Auch der Koalitionsvertrag zwischen CDU/CSU und SPD sieht eine Reform der UNRWA vor. Allerdings lässt dieser offen, wie und in welchem Umfang dies geschehen soll. Darin sieht Terschüren Chancen und Probleme zugleich – letzteres, weil das SPD-geführte Auswärtige Amt der Meinung sei, dass die UNRWA die Forderung nach Reformen erfüllte, indem sie ihre selbsterarbeiteten Änderungsvorschläge umsetze. Dabei handele es sich aber „nur um kosmetische Reformen“, erklärt Terschüren. Vielmehr bräuchte es jedoch grundsätzliche und strukturelle Veränderungen. Diese müssten auf eine klare Trennung zwischen dem Leisten humanitärer Hilfe und der Anerkennung eines vermeintlichen Flüchtlingsstatus hinauslaufen.

„Wir dürfen mit unserer wohl-intentionierten humanitären Hilfe nicht anti-israelischen Vernichtungsphantasien radikaler Palästinenser Vorschub leisten. Die UNRWA muss zu ihrer ursprünglichen Flüchtlingsdefinition zurückkehren und die etwa 30.000 verbliebenen originären Flüchtlinge zu versorgen. Die übrigen Palästinenser sollten humanitäre Hilfe nur unter der Voraussetzung erhalten, dass sie ihrem Flüchtlingsstatus entsagen.
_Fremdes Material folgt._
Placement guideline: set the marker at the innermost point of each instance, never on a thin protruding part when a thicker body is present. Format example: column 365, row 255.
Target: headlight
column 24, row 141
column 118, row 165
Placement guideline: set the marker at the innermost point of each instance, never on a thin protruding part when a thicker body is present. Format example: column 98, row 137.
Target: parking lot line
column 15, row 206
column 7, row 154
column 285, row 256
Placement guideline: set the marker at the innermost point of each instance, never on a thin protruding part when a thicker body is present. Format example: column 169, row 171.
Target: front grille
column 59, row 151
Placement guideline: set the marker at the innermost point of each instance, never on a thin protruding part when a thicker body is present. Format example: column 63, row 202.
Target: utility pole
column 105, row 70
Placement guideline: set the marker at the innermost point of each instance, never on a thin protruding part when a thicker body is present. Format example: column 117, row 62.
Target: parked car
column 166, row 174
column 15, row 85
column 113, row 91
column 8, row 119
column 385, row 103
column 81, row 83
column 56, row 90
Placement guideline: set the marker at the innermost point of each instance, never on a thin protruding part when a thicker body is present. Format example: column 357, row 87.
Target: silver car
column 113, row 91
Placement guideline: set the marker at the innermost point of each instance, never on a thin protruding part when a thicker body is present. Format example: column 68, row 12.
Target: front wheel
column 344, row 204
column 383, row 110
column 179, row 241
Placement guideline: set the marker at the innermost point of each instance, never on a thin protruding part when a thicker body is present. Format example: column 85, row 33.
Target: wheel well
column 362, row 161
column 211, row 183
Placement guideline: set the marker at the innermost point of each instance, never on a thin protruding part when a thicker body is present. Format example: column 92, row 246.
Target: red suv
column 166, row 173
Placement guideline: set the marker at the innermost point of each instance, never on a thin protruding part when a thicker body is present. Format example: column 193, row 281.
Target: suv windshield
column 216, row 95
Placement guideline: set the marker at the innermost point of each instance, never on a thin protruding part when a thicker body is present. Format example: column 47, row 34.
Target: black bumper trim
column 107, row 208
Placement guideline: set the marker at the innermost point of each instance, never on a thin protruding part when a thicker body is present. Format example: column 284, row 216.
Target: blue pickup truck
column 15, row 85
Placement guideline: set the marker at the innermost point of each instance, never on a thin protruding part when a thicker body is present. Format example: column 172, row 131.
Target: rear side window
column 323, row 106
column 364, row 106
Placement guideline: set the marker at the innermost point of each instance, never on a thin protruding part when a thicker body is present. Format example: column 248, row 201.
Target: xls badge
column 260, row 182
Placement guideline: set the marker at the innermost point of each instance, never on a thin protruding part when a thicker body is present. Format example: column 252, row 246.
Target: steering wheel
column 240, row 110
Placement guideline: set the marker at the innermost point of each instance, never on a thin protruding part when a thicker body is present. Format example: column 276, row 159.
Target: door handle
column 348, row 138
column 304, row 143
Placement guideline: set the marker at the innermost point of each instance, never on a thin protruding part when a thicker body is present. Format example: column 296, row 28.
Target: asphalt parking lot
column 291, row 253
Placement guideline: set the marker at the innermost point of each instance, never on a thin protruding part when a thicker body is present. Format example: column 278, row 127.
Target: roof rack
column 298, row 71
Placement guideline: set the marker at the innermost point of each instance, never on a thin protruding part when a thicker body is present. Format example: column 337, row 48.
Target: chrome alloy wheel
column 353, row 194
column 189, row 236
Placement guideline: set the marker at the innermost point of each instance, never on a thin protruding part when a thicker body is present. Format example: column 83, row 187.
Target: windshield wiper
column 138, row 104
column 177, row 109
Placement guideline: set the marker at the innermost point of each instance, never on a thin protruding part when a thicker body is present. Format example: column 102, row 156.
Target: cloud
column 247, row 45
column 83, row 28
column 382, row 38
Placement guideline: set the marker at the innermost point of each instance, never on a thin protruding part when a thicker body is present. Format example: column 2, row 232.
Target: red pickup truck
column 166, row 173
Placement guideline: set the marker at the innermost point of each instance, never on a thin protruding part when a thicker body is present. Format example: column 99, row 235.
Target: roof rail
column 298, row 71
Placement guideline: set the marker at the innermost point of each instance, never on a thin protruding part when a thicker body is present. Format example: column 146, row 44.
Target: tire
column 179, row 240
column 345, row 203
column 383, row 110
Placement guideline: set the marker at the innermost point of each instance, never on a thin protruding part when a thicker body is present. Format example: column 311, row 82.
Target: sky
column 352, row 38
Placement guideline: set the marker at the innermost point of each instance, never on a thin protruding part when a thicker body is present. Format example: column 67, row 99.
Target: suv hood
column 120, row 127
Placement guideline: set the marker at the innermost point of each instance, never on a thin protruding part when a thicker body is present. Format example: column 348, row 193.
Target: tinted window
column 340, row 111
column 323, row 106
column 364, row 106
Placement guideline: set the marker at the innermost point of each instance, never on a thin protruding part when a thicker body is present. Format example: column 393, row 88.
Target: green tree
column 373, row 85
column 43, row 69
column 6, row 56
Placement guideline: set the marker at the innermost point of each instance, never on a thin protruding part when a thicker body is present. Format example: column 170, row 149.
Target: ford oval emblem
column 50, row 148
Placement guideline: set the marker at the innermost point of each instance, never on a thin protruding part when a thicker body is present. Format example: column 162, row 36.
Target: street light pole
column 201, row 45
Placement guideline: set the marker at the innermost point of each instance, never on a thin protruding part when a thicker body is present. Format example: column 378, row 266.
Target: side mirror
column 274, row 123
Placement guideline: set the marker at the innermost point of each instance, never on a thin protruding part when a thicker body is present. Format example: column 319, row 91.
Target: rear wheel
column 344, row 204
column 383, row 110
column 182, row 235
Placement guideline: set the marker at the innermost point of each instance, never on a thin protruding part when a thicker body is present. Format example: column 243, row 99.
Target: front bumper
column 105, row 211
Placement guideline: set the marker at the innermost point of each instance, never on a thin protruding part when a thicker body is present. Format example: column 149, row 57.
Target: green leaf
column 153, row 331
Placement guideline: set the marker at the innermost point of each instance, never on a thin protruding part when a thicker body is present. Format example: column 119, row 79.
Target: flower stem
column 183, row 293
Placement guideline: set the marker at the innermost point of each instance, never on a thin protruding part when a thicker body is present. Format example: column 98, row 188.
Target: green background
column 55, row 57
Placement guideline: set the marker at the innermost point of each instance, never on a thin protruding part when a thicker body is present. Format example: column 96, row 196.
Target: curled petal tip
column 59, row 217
Die arabischen Aufnahmeländer hätten diese Menschen vollständig zu integrieren.

Geschickte Lobbyarbeit

Woher kommt also die teils unkritische Haltung Deutschlands gegenüber der UNRWA? Während Beatrix von Storch (AfD) „starke pro-islamische Kräfte innerhalb der Bundesregierung“, sowie Unwissenheit der Parlamentarier vermutet, sieht Sucharewicz „jahrzehntelange Propaganda der UNRWA“ als Ursache. Die Einflussnahme von zahlreichen palästinensischen Organisationen auf die Abgeordneten habe den Fokus auf das Elend und die Hilflosigkeit der Palästinenser gerichtet. Zeitgleich seien Korruption und antisemitischer Lehrstoff verschwiegen worden. Daher sei Aufklärung im Bundestag notwendig.

Ob der Ausgang der Abstimmung zur Mandatsverlängerung mit Spannung erwarten werden darf, bleibt zu bezweifeln. Dafür sorgt gewissermassen ein Wesenszug der UN. Entscheidend bei Abstimmungen in der Vollversammlung sind die blockfreien Staaten. Innerhalb dieses Blocks haben islamische Staaten eine deutliche Mehrheit. Das führe dazu, dass die UN-Vollversammlung über einen Dominoeffekt in ihrem Wesen eine „natürliche anti-Israel-Haltung hat“, erklärt Terschüren.

Spannend dagegen bleibt die Haltung Deutschlands gegenüber der UNRWA – sowohl auf internationaler wie auch auf nationaler Ebene.